Projets Naturaplan

Le contrôleur bio.inspecta Christoph Gerber en visite dans une ferme

Les agriculteurs suisses n'obtiennent pas le label Bourgeon une bonne fois pour toutes et ne sont pas non plus certifiés «bio» pour toujours. Ils font l'objet de contrôles réguliers, ce qui est une bonne chose pour les clients Naturaplan, comme pour les agriculteurs.

Chez bio.inspecta, les procédures de contrôle sont principalement assurées par des agriculteurs bio en activité. En tout, l'organisme compte environ 80 contrôleurs agricoles. Parmi eux: Christoph Gerber, également paysan bio et directeur régional Espace Mittelland/Suisse centrale, est responsable de 16 à 18 contrôleurs qui inspectent environ 1500 exploitations. Ses compétences techniques sont précieuses, car les directives de Bio Suisse sont détaillées sur 287 pages et les listes de contrôle contiennent 2500 points. Et ce n'est pas tout: les prescriptions fédérales doivent elles aussi être respectées.

 

Tolérance zéro pour le marchandage

Christoph Gerber

Aujourd'hui, Christoph Gerber inspecte une ferme lucernoise. Tandis qu'il gare sa voiture, le Bernois de 55 ans est accueilli par un soleil rayonnant, mais aussi par l'agriculteur qui arrive au pas de course avec sa femme. Malgré tous ces actes de gentillesse, le contrôleur insiste sur son indépendance: «C'est la tolérance zéro pour le marchandage et les compromis.» Chaque visite est annoncée quelques jours à l'avance, ce qui garantit que l'agriculteur est chez lui à ce moment-là. Le risque que l'exploitation à inspecter camoufle ses éventuels manquements est extrêmement faible. Tout d'abord, des contrôles supplémentaires «surprise» se déroulent parallèlement aux contrôles principaux, et ensuite, un échantillonnage peut vite mettre en évidence des traces de pesticides dans les plantes.

Le contrôle commence par un échange, qui consiste à étudier ensemble le plan des parcelles. M. Gerber énonce explicitement sur quel domaine son contrôle portera. Ensuite, il passe en revue chaque branche avec l'exploitant et coche une case après l'autre dans sa liste de contrôle. Dans l'étable, il demande des informations détaillées sur l'origine et la composition du fourrage, vérifie l'état général du bâtiment ainsi que sa construction et évalue l'état de santé et d'entretien des animaux.

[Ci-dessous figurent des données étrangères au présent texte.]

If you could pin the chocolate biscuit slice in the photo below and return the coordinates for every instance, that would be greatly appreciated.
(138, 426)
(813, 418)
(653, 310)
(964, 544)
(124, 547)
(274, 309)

Le contrôle, une procédure de routine

L'agriculteur accepte cette inspection minutieuse sans broncher: comme tous les producteurs bio, il sait que les directives de Bio Suisse prévoient un contrôle indépendant au moins une fois par an pour chaque exploitation. A l'issue de la visite de la ferme, le rapport d'inspection est établi et en l'occurrence, Christoph Gerber rédige comme appréciation globale: «Tout est propre et soigné dans l'ensemble de l'exploitation. Exploitation bio très bien gérée, pleinement conforme aux directives et résolument novatrice.» Après cette évaluation exceptionnelle, l'agriculteur bio est visiblement fier et est autorisé à continuer à distribuer ses produits sous le label Bourgeon.

Les sanctions font figure d'exception

Sur plus de 6000 exploitations bio suisses, seules quelques-unes font l'objet de sanctions. Le contrôleur détaille: «Ces sanctions peuvent avoir une incidence sur les paiements directs et, dans le pire des cas, l'exploitation est rayée de la liste des exploitations biologiques.» Mais chaque année, il n'y a qu'une à cinq exploitations concernées. Ce sont des contrôleurs bio comme Christoph Gerber qui font en sorte que seuls les produits réellement bio le restent… et pas juste en Suisse, à l'étranger aussi.